Alakija terdiam dan berpikir dia sedang disindir karena dirinya tidak memiliki kemampuan di bidang itu. Dia hampir menyerah.
Namun dengan dukungan suaminya berprofesi sebagai pengacara, Alakija mulai berkonsultasi dengan teman suaminya yang berkecimpung di bisnis minyak. Akhirnya, dia memutuskan tak menyerah dan secara resmi mengajukan permohonan lisensi prospeksi minyak.
Saat semua tengah berproses, menteri perminyakan diganti. Dia mengulang lagi semua proses dari awal dengan menteri kedua. Belum rampung, menteri kembali ganti setelah terjadi pergantian pemerintahan lewat kudeta militer. Alakija tidak menyerah hingga akhirnya mendapatkan lisensi dari menteri ketiga.

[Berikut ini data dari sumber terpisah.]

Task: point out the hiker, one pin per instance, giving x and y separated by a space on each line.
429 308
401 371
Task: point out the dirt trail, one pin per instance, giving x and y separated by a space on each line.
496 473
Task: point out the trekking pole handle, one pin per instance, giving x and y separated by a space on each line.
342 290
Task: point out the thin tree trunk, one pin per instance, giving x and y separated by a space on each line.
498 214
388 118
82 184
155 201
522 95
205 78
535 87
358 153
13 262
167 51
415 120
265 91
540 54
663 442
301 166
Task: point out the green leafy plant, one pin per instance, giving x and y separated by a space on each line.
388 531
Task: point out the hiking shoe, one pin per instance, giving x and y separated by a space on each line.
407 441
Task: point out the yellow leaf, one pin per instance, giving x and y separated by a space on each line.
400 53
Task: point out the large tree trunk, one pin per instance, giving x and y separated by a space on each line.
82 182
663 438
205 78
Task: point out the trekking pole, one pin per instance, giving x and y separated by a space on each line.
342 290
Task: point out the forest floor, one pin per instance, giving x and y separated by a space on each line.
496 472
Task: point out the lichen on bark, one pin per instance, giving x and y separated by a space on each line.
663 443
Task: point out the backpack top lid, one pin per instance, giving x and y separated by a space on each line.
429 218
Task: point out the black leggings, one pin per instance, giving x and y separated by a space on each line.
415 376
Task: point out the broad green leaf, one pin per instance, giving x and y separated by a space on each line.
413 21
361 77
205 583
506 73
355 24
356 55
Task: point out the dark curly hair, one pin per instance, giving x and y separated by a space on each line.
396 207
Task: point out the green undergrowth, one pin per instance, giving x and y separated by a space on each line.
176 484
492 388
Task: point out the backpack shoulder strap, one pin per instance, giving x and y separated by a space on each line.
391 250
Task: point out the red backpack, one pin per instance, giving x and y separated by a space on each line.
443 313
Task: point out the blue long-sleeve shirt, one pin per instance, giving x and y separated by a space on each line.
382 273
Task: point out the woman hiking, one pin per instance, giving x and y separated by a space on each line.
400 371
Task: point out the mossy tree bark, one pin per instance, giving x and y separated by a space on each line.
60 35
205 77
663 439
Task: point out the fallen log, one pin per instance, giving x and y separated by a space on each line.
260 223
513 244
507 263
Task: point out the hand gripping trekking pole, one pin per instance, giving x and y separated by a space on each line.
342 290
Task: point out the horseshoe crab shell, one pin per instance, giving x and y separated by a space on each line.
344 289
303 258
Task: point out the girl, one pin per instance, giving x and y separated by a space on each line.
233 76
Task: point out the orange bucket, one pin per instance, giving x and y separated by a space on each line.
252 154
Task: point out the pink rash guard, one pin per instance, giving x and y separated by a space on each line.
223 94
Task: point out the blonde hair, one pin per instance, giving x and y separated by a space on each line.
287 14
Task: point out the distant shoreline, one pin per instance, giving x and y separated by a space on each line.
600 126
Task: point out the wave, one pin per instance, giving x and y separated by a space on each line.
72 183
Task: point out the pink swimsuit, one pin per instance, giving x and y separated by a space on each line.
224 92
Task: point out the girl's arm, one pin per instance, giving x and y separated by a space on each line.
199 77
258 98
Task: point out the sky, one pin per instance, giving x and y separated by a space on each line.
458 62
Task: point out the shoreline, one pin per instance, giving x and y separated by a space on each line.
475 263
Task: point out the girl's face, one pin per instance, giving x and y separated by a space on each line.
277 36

Alakija akhirnya memiliki blok dan dia memilih untuk melakukan eksplorasi di lepas pantai agar tidak ada saingannya. Pada awalnya memang tidak mudah karena tidak memiliki teknologi, keahlian dan uang untuk memulai proses eksplorasi.
Lewat Famfa Oil, Alakija akhirnya bermitra dengan Texaco. Lima tahun kemudian, bermitra dengan Chevron yang mengakuisisi Texaco dan dengan Petronas. Alakija memiliki saham 60% dalam kemitraan tersebut.
Setelah sukses melakukan eksplorasi dalam enam tahun, dia diusik, setelah pemerintah mengambilalih sahamnya 50% di blok eksplorasi hingga tersisa 10%. Tidak terima karena sudah menginvestasikan segalanya untuk bisnis eksplorasi tersebut, dia memutuskan bertarung di pengadilan melawan pemerintah yang terkenal korup.
Baginya, Nigeria memiliki konstitusi dan tak seorang pun berada di atas konstitusi, termasuk pemerintah. Setelah 12 tahun bertarung, dia akhirnya kembali mendapatkan 60% sahamnya.